If I don't like the changes to my entry, then maybe I can focus on the soon-to-arrive, democratically sounding, Citizendium, which promises to be Wikipedia's newest challenger. Its goal is to "create a responsible community and a good global citizen" by creating a trustworthy online resource and reference site. Its basics are similar to Wikipedia in that anyone can create or edit an existing entry, but it departs from the Wikipedian philosophy by having each entry monitored by specialists who will have to publicly state their credentials.

It will be interesting to see if a Wikipedia-style website that boasts increased editorial control will have an impact on the way Internet sites are evaluated in historical research. I also can't help but wonder if people who want to submit an entry to Citizendium will chafe under editorial restrictions and revert back to Wikipedia's free-flowing narratives. Or perhaps this new website will be to Wikipedia what Google was to Yahoo!. Who knows? As Niels Bohr once commented, "prediction is very difficult, especially if it is about the future."

Sunday, September 17, 2006

Seafood, steak, and algorithms

I experienced some life-altering episodes this weekend that have left me humiliated, stunned, and bloated. My brother Francesco got married to a wonderful woman yesterday in a (dare I say) typical Italian wedding - too much food, lots of wine, and hundreds of guests.
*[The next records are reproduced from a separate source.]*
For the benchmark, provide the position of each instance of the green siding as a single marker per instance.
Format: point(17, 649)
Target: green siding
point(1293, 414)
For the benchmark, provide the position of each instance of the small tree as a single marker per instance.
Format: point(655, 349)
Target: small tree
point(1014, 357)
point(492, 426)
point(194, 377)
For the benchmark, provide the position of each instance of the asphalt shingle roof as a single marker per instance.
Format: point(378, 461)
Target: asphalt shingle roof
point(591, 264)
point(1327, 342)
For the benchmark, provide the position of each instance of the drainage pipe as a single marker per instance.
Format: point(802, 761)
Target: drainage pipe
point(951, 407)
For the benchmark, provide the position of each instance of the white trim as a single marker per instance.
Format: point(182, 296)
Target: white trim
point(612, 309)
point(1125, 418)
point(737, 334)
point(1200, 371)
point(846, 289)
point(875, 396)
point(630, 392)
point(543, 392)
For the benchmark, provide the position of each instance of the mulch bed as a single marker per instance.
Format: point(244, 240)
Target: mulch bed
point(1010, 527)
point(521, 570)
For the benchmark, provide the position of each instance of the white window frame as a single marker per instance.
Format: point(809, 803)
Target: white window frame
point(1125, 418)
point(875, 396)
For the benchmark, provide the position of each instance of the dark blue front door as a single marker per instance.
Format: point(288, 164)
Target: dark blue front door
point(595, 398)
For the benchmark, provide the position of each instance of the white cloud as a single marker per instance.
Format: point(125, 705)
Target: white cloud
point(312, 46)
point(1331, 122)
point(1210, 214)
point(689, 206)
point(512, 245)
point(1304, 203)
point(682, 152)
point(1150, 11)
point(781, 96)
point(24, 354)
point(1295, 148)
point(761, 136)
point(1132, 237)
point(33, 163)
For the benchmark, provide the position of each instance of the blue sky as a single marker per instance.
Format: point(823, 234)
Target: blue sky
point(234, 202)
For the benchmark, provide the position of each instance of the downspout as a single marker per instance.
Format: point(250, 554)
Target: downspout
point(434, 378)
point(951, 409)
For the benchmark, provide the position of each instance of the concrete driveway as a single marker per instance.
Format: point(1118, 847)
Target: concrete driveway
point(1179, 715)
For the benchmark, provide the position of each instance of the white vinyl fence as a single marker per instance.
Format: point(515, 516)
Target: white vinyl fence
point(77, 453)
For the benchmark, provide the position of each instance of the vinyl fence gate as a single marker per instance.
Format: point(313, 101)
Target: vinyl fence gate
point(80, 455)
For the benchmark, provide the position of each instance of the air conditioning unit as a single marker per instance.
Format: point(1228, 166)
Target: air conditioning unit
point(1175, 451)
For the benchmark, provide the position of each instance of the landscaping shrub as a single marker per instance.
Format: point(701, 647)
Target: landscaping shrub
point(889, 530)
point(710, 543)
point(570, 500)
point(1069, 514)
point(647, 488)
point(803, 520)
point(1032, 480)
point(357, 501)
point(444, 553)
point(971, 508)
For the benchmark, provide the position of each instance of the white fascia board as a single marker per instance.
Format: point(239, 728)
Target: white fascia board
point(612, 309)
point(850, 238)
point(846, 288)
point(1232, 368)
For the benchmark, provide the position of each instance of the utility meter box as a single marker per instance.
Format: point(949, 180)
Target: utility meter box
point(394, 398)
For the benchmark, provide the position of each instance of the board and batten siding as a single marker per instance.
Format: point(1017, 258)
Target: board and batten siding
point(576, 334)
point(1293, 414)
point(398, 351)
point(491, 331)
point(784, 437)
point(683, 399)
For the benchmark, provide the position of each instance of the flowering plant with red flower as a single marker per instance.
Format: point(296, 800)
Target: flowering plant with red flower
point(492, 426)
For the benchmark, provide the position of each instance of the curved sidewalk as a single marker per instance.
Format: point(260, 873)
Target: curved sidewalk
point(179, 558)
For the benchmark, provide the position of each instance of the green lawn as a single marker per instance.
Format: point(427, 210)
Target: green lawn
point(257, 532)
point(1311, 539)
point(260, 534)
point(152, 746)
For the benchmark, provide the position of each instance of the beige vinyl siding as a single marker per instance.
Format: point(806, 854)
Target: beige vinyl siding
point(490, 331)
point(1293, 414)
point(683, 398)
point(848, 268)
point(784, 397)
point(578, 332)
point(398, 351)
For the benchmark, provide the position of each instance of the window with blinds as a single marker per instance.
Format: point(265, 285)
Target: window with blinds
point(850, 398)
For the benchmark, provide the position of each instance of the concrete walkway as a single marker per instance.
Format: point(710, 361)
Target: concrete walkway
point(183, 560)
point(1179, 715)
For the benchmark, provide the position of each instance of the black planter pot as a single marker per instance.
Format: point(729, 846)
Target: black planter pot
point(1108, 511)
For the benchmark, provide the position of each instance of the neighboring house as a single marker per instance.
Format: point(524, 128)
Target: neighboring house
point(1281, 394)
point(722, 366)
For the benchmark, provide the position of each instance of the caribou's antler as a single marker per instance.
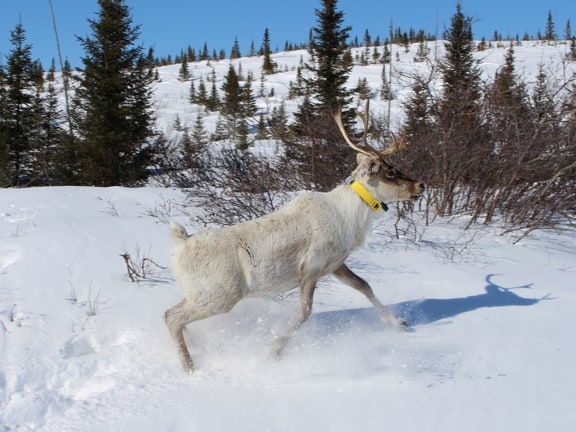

In the context of that event, I have learned the following:

1. You can never really know everything about a person. For example, I had no idea that my brother leads a double life as a street dancer in the breaking community - until I watched him perform the Worm in his designer suit during a dance-off with my other brother Gaspare. Represent.

2. It is okay to eat bread, cheese, pasta, rice, filet mignon, potatoes, lamb, lobster, shrimp, calamari, and cake. On different days. Never in one sitting. My stomach hates me right now. But I couldn't help myself. I love food. Once it's hits the lips... it's so good.

3. In relation to the above, seafood, steak, and algorithms do not mix. I tried the computer science exercise today, but my desire to finish the assignment was in constant competition with my bloated stomach that demanded answers for my reckless eating (and drinking) from last night.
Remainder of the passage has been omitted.